La innovación de las armas de fuego destruyó las formas de dominación pre capitalistas, ya que volvió militarmente ridícula la caballería feudal. Ya antes del invento de las armas de fuego se presentía la consecuencia social de las armas de alcance, pues el Segundo Concilio de Letrán prohibió en el año 1139 el uso de las ballestas contra los cristianos. No en vano la ballesta importada de culturas no-europeas a Europa hacia el año 1000 era considerada como el arma específica de los salteadores, los fuera de la ley y los rebeldes, incluyendo a figuras legendarias como Robín Hood. Cuando surgieron las armas de cañón, armas de distancia mucho más eficaces, quedó sellado el destino de los ejércitos a caballo y envueltos en armaduras. Como libres empresarios de la muerte, los «condottieri» dependían, no obstante, de las grandes guerras de los poderes estatales centralizados y de su capacidad de financiación. La versátil relación moderna entre mercado y Estado tiene aquí su origen. Para poder financiar las industrias de armamento y los baluartes, los gigantescos ejércitos y la guerra, los Estados tenían que exprimir al máximo sus poblaciones, y esto, en correspondencia con la materia, de una manera igualmente nueva: en lugar de los antiguos impuestos en especie, la tributación monetaria. Las personas fueron así obligadas a «ganar dinero» para poder pagar sus impuestos al Estado. De este modo, la economía de guerra forzó no sólo de forma directa, sino también indirecta, el sistema de la economía de mercado. Entre los siglos XVI y XVIII, la tributación del pueblo en los países europeos creció hasta un 2.000%.

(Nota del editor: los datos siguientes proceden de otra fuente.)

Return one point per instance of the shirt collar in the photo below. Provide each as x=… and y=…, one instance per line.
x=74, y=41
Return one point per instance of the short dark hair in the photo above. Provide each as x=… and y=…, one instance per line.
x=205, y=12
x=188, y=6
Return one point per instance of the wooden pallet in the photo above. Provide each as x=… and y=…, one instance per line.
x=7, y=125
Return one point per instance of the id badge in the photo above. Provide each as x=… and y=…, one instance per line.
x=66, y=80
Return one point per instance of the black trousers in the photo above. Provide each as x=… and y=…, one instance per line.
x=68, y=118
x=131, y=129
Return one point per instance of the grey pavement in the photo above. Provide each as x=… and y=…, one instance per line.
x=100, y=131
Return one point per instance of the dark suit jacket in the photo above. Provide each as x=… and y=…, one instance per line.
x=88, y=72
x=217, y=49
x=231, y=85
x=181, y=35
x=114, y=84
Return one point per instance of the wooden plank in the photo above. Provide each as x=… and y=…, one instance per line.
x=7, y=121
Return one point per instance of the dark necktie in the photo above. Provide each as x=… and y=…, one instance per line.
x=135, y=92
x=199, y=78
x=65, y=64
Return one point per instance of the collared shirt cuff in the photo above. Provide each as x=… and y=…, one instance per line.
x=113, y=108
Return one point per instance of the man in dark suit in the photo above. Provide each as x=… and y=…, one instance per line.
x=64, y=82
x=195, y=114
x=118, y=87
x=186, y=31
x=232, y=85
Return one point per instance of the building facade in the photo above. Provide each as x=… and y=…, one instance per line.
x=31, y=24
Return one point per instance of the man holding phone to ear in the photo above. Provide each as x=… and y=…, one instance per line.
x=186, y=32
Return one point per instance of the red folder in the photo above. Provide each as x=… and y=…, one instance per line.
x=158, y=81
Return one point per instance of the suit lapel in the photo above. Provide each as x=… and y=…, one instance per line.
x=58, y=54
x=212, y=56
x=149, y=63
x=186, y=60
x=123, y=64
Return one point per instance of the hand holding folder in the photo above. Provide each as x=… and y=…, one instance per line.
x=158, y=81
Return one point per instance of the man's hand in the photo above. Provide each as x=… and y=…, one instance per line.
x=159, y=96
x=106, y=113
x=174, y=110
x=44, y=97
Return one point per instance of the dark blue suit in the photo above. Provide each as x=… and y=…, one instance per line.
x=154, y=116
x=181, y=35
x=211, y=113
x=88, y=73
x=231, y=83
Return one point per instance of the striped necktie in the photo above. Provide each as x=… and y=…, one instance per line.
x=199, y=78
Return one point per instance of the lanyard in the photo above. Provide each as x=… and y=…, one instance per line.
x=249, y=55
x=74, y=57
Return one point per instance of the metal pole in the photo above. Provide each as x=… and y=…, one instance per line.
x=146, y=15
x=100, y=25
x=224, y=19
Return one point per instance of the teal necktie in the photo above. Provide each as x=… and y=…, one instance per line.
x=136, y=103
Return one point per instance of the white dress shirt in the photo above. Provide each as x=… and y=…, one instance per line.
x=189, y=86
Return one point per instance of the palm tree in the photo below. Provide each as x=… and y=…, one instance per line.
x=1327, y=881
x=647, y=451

Naturalmente las personas no se dejaron integrar de manera voluntaria en la nueva economía monetaria y armamentista. Sólo se las pudo obligar por medio de una sangrienta opresión. La permanente economía de guerra de las armas de fuego dio lugar durante siglos a la permanente insurrección popular y de esta manera a la guerra permanente interna. A fin de poder arrancar los monstruosos tributos, los poderes centralizados estatales tuvieron que construir un aparato igual de monstruoso de policía y administración. Todos los aparatos estatales modernos proceden de esta historia del comienzo de la Edad Moderna. La auto administración local fue sustituida por la administración centralizada y jerárquica, a cargo de una burocracia cuyo núcleo formaron la tributación y la opresión interna.